🤖 AI Summary
Existing linear programming (LP) text benchmarks are predominantly static, handcrafted datasets that suffer from fixed scale, non-adjustable difficulty, and the risk of training data contamination. This work proposes a novel method for automatically generating LP instances based on inverse KKT conditions: by pre-specifying a feasible primal solution and dual variables, it constructs LP problems for which the given solution is provably optimal. This approach guarantees correctness by design, eliminating the need for manual annotation or solver-based verification. For the first time, it enables the creation of dynamic benchmarks that are infinitely scalable, difficulty-controllable, resistant to data leakage, and low-cost to produce. The authors also provide a Dockerized evaluation environment and baseline systems, allowing large language model (LLM) agents to be deployed and evaluated reproducibly with minimal setup.
📝 Abstract
Most LP-from-text benchmarks are static datasets of word problems written and labeled by hand. Once such a dataset is released, its size is fixed, its difficulty is fixed, and every problem can leak into the training data of future LLMs. We present \textbf{A$^{2}$utoLPBench}, a benchmark for testing LLM-driven agents on linear programming problems written in plain text. We first pick a feasible point and dual, then write down a problem for which that point is optimal and the objective value is known. The answer is known by construction, with no solver call and no human annotator. The evaluation environment bundles a reference solver-critic baseline and a Docker image whose usage instructions are written for an LLM-driven agent to read.

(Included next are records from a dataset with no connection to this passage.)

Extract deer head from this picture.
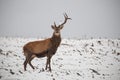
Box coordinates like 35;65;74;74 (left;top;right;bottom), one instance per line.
51;13;71;36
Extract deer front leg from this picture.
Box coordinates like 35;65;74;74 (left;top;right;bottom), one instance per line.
45;56;51;71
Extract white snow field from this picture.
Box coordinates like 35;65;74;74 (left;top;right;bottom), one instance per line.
0;37;120;80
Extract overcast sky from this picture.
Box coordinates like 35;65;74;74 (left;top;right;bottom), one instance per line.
0;0;120;38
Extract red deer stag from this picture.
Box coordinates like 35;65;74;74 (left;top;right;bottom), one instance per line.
23;13;71;71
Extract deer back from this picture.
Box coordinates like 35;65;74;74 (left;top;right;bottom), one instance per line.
23;38;52;54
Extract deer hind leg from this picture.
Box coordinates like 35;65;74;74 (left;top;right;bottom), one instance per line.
28;55;35;69
45;56;51;71
24;54;32;71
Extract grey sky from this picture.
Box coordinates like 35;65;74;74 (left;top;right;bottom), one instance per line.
0;0;120;38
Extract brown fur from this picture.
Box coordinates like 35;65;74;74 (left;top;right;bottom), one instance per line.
23;14;70;71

With these in place, any agent can run the benchmark and get a calibrated score with one command. Because the benchmark is a generator rather than a fixed dataset, it has properties no fixed dataset can match: an unlimited supply of fresh problems, a difficulty knob set by $(n,m)$, ground-truth answers correct by construction, low LLM-side cost per problem relative to human authoring, repeatable scores across independent batches, and resistance to training-data leakage when fresh post-cutoff seed ranges are used.